The opening keynote speaker, Hungarian Prime Minister Viktor Orbán, whose recent speech on “race-mixing” was described by a now-former aide as “a pure Nazi speech,” set the tone for the event. Obrán’s flagrantly christian nationalist, aggressively anti-LGBTQ speech directly called for unity with the American right. He argued that the combination of the upcoming elections in the U.S. and Hungary are about “defending western civilization.” And on immigration, he championed a “zero-migration” policy and claimed that he “built the wall.” He also said, “we were the first ones in Europe to say no to illegal migration and stopped the invasion,” echoing the white nationalist conspiracy that migration constitutes an “invasion.” Such rhetoric also  has increasingly been adopted by Republicans’ campaigns, including several GOP Texas officeholders, like Governor Greg Abbott. Orbán delivered his remarks almost three years to the day after a gunman killed 23 people in El Paso, inspired by similar ‘invasion’ conspiracies. No surprise, Orbán received a standing ovation from CPAC attendees. 

As political columnist Max Boot aptly described CPAC in his Washington Post column: 

“All you need to know about the state of the Republican Party today is what happened at the Conservative Political Action Conference in Dallas on Thursday. Hungarian Prime Minister Viktor Orban, who has been destroying his country’s democracy, received a standing ovation less than two weeks after he gave a speech in Romania in which he endorsed the white supremacist “replacement theory” and denounced a ‘mixed-race world’…”

“… the most apt phrase for this American authoritarianism is the New Fascism, and it is fast becoming the dominant trend on the right. If the GOP gains power in Washington, all of America will be in danger of being Orbanized.”  

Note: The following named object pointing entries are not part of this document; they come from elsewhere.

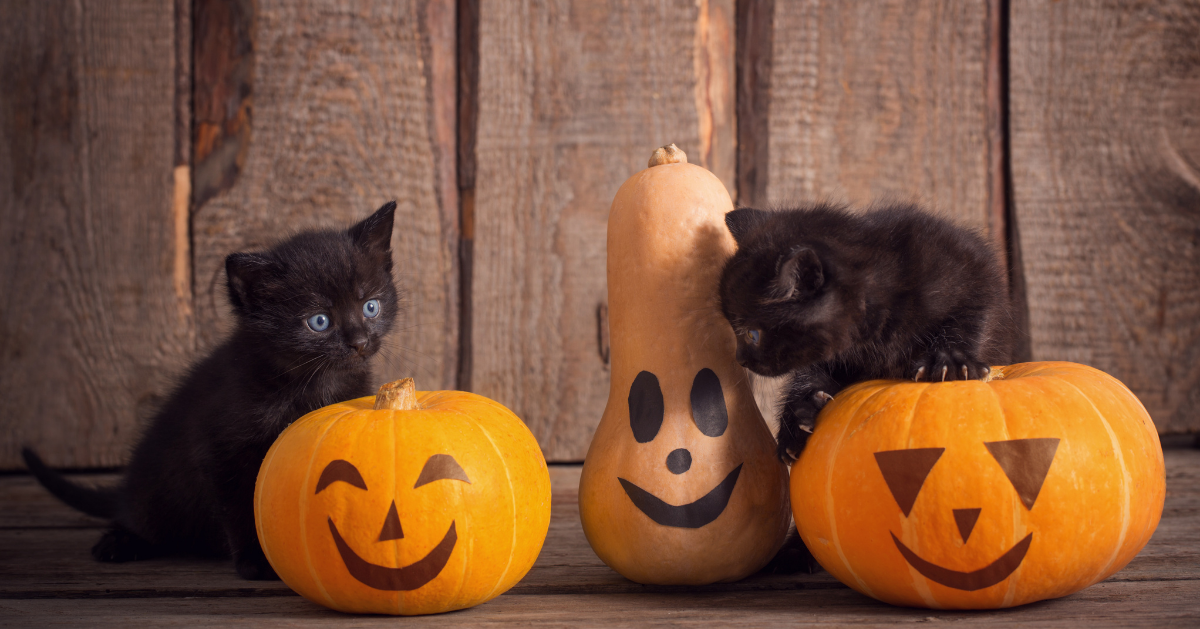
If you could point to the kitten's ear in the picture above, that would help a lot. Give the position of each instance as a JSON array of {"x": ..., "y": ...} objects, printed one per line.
[
  {"x": 741, "y": 220},
  {"x": 797, "y": 274},
  {"x": 373, "y": 233},
  {"x": 244, "y": 271}
]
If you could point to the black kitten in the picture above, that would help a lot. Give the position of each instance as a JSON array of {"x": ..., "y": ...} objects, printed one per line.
[
  {"x": 310, "y": 312},
  {"x": 835, "y": 298}
]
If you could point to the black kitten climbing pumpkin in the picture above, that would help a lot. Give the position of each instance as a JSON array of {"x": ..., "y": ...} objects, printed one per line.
[{"x": 833, "y": 298}]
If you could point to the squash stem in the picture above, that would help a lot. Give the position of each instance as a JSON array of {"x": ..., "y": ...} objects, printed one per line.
[
  {"x": 669, "y": 154},
  {"x": 400, "y": 395}
]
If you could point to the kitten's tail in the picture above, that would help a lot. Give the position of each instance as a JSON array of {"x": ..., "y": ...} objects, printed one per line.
[{"x": 100, "y": 502}]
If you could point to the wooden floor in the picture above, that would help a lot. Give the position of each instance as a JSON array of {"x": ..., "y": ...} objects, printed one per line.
[{"x": 48, "y": 579}]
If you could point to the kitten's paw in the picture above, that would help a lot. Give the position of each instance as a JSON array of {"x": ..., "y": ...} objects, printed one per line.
[
  {"x": 942, "y": 365},
  {"x": 256, "y": 569},
  {"x": 119, "y": 545},
  {"x": 793, "y": 432}
]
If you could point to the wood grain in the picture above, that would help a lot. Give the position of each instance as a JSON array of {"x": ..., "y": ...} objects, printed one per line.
[
  {"x": 91, "y": 322},
  {"x": 48, "y": 579},
  {"x": 353, "y": 106},
  {"x": 881, "y": 101},
  {"x": 574, "y": 96},
  {"x": 1105, "y": 139}
]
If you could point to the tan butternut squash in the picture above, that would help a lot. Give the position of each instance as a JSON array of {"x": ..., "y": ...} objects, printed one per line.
[{"x": 681, "y": 484}]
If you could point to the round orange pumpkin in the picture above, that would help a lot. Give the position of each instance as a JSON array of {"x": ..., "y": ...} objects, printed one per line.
[
  {"x": 406, "y": 503},
  {"x": 681, "y": 483},
  {"x": 967, "y": 495}
]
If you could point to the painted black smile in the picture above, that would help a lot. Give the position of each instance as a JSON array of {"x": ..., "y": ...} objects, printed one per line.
[
  {"x": 396, "y": 579},
  {"x": 985, "y": 576},
  {"x": 691, "y": 515}
]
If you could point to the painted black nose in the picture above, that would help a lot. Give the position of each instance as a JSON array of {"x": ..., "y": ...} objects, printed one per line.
[
  {"x": 391, "y": 528},
  {"x": 966, "y": 520},
  {"x": 679, "y": 461}
]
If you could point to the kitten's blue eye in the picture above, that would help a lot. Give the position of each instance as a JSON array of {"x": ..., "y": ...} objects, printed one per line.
[{"x": 318, "y": 323}]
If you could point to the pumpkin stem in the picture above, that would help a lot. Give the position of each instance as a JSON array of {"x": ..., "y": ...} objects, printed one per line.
[
  {"x": 669, "y": 154},
  {"x": 400, "y": 395}
]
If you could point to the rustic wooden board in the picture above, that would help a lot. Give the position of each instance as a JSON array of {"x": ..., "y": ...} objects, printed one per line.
[
  {"x": 1110, "y": 604},
  {"x": 574, "y": 95},
  {"x": 351, "y": 107},
  {"x": 1162, "y": 605},
  {"x": 881, "y": 101},
  {"x": 1105, "y": 141},
  {"x": 41, "y": 559},
  {"x": 93, "y": 316}
]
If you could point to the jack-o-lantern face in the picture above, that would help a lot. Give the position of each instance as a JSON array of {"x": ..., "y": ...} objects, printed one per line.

Undaunted by the “race-mixing” Nazi speech, a number of “stars” of the Republican Party took the stage after Orbán, happy to share in adulation from the same crowd. Lowlights included Rep. Marjorie Taylor Greene (R-GA), who proudly declared herself a christian nationalist on stage. And Donald Trump, who said “we must stop the invasion at our southern border,” followed by a full 21 seconds of applause, again moving the boundary of what is expectable inside the party. Other speakers like Rep. Mayra Flores (TX-34), Cassy Garcia, (TX-28), and Yesli Vega (VA-07) have been held up by the GOP as the prime examples of their diversifying party.  But they shared that same stage without hesitation or hint of criticism of their parties embrace of “New Fascism.”

The participation of Flores in a panel alongside white nationalist cheerleaders at CPAC exemplifies the stakes in which party controls Congress after November. Flores, who won an extremely low-turnout special election in June, is in a critical battleground race. Rather than stay home and focus on issues of real concern to her district, Flores chose to raise her national profile instead. Flores has some explaining to do to her constituents for being part of a panel with two of the most vocal promoters for the white nationalist conspiracy that migration constitutes an “invasion” – Arizona’s GOP gubernatorial nominee Kari Lake and former Trump official Tom Homan. 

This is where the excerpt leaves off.